Quei messaggi potrebbero arrivare.

Circa il 37 per cento degli ungheresi sostiene la lista dell’opposizione, mentre il 36 per cento sostiene Fidesz, secondo un recente  sondaggio dell’Istituto IDEA.

Tra gli ungheresi che dicono di andare a votare di sicuro, però, Fidesz ha un leggero vantaggio, con il 47 per cento, contro il 45 per cento dell’opposizione.

Questo è un promemoria per gli strateghi dell’opposizione che una delle loro principali sfide il giorno delle elezioni sarà motivare i cittadini scontenti di Orbán a presentarsi alle urne.

Nel 2018, quasi la metà degli ungheresi ha votato per la lista guidata da Fidesz, che ha vinto più del doppio del punteggio del secondo posto.

Ora, la corsa apparentemente serrata ha portato alcuni leader dell’opposizione a sostenere che l’alleanza ha bisogno di una base elettorale ancora più ampia per assicurarsi la vittoria.

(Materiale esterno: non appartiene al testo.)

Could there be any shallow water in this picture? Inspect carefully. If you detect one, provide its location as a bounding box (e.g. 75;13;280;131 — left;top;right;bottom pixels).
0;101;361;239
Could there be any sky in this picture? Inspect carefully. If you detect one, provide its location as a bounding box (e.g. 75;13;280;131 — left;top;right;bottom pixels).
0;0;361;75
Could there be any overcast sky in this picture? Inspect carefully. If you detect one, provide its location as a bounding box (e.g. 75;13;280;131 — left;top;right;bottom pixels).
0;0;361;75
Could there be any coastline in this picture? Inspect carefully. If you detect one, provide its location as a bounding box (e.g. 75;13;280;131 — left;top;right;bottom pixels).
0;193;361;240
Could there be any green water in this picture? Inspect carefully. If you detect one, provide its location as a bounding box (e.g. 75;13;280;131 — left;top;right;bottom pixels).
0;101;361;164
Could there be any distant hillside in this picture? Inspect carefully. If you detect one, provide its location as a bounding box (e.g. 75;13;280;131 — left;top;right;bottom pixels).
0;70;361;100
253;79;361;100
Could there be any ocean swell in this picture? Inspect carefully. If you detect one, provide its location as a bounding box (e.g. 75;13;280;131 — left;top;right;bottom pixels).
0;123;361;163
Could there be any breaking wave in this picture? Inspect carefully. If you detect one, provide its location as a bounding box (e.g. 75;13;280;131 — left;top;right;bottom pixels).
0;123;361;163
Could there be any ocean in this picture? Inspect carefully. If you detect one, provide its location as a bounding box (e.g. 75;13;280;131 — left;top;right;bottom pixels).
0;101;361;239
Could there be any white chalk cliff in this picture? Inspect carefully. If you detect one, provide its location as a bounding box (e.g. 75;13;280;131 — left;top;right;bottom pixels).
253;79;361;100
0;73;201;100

“Il mio obiettivo non è solo mantenere o mobilitare gli elettori dell’opposizione, ma espandere questo campo, perché penso che il cambio di governo dipenderà da questo”, ha affermato il sindaco di Budapest Gergely Karácsony, un politico rispettoso dell’ambiente che ha cercato di farsi un marchio come costruttore di ponti ed è il favorito per diventare il candidato primo ministro dell’opposizione.

Gioco a terra

Molto dipenderà dalle gare nei 106 distretti elettorali del paese – dove l’opposizione spera di candidarsi congiuntamente – e da quanti elettori attualmente indecisi alla fine si presenteranno per votare contro Orbán.

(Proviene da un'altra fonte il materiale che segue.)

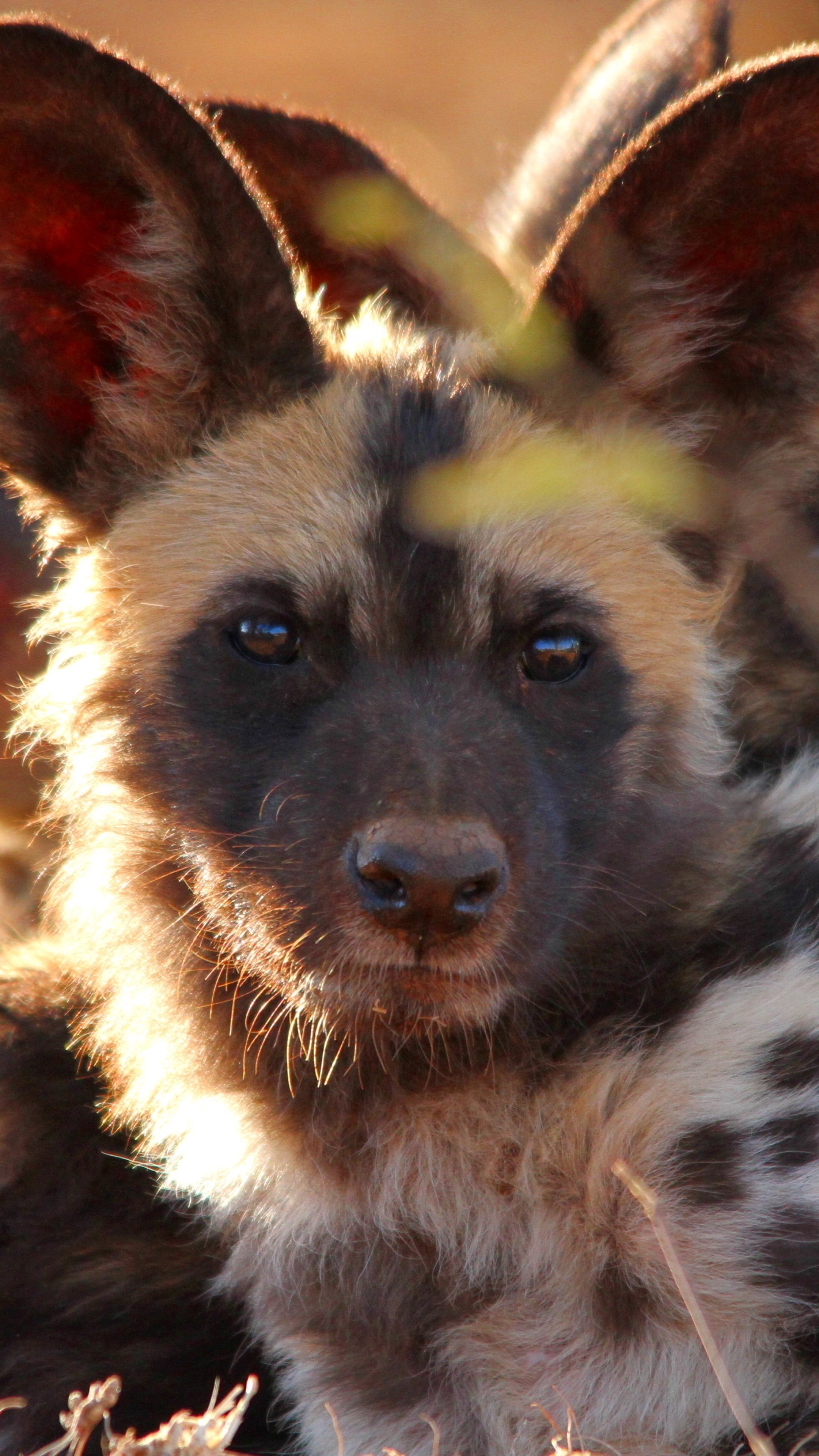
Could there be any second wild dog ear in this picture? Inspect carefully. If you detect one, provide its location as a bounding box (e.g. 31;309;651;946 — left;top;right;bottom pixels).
0;22;318;536
204;100;515;328
542;48;819;757
487;0;730;273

L’alleanza ha la possibilità di vincere “se i partiti sono in grado di rinunciare alle loro rivalità interne e cercano di proporre davvero i candidati migliori e più idonei nei singoli distretti elettorali”, ha affermato József Pálinkás, un ex ministro di Fidesz che è anche in la corsa sia il candidato dell’opposizione per il PM.

Un’altra sfida è il ruolo del partito di destra Jobbik, che negli ultimi anni ha cercato di liberarsi del suo passato antisemita e anti-rom e ora fa parte della coalizione di opposizione.

Interrogato sulle preoccupazioni delle comunità ebraiche e rom ungheresi, il leader di Jobbik Péter Jakab – un altro candidato dell’opposizione alla carica di primo ministro – ha detto: “se allora avevano paura del vecchio Jobbik, ora dovrebbero avere paura dell’attuale Fidesz”.

Jakab, la cui nonna aveva origini ebraiche, ha accusato il partito al governo di utilizzare messaggi antisemiti contro di lui.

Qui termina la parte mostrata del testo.